AYM Cumhurbaşkanı'na yetki veren maddeyi iptal etti Haber

AYM Cumhurbaşkanı'na yetki veren maddeyi iptal etti

Geçen yıl Temmuz ayında çıkartılan kanunla öğretmen, polis, hemşire ve din görevlileri başta olmak üzere bazı meslek mensuplarının ek göstergeleri 3600'e yükseltildi. Diğer kamu görevlilerinin ek göstergelerinde ise 60 puanlık artış yapıldı. Ek gösterge düzenlemesine ilişkin kanun 15 Ocak 2023 tarihinden itibaren uygulanmaya başlandı. Habertürk'ten Ahmet Kıvanç'ın haberine göre, ek gösterge, tazminat yansıtma oranlarıyla birlikte memurların emekli aylığında artış sağlıyor. Tazminat yansıtma oranı ek göstergesi 2800 - 3600 (hariç) arasında olanlara en yüksek devlet memuru aylığının yüzde 85'i olarak uygulanıyor. Ek göstergesi 3600 (dahil) ile 5400 arasında olanların tazminat yansıtma oranı ise en yüksek devlet memuru aylığının yüzde 145'I düzeyinde . Ek gösterge sisteminde emekli aylıklarındaki esas artış tazminat yansıtma oranlarındaki bu artışla sağlanıyor.
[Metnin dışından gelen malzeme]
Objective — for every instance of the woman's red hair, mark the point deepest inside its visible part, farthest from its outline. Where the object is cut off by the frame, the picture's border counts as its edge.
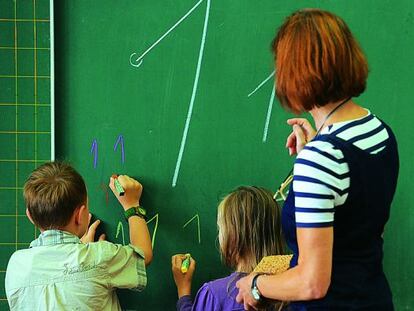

CUMHURBAŞKANI ERDOĞAN'IN YETKİSİ BULUNUYORDU Geçen yıl Temmuz ayında çıkartılan kanunla 5434 Sayılı Emekli Sandığı Kanunu'nun ek 70. maddesine bir fıkra eklendi. Yukarıdaki tabloda yer alan oranları ayrı ayrı veya birlikte üç katına kadar artırma, ek gösterge gruplarını değiştirme ve personel kanunlarında yer alan ek göstergelerin artırılması halinde gruplardaki ek göstergeleri yeniden düzenleme konusunda Cumhurbaşkanı'na yetki verildi. AYM ANAYASA'YA AYKIRI BULDU Anayasa Mahkemesi, CHP Grubu'nun başvurusu üzerine yaptığı incelemede, Cumhurbaşkanı'na yetki veren düzenlemeyi Anayasa'ya aykırı bularak iptal etti. AYM'nin gerekçeli kararında, Anayasa'da güvenceye bağlanan mülkiyet hakkının ekonomik değer ifade eden ve parayla değerlendirilebilen her türlü mal varlığı hakkını kapsadığı belirtildi. 5434 Sayılı Emekli Sandığı Kanunu'ndaki tazminat yansıtma oranlarının mülkiyet hakkı kapsamında olduğu kaydedilen kararda, bu oranları ayrı ayrı veya birlikte üç katına kadar artırma, ek gösterge gruplarını değiştirme ve ek göstergeleri yeniden düzenleme yetkisinin Cumhurbaşkanı'na verilmesinin mülkiyet hakkına yönelik bir sınırlama anlamına geldiği vurgulandı. AYM bu gerekçelerle söz konusu düzenlemeyi oy birliği ile reddetti.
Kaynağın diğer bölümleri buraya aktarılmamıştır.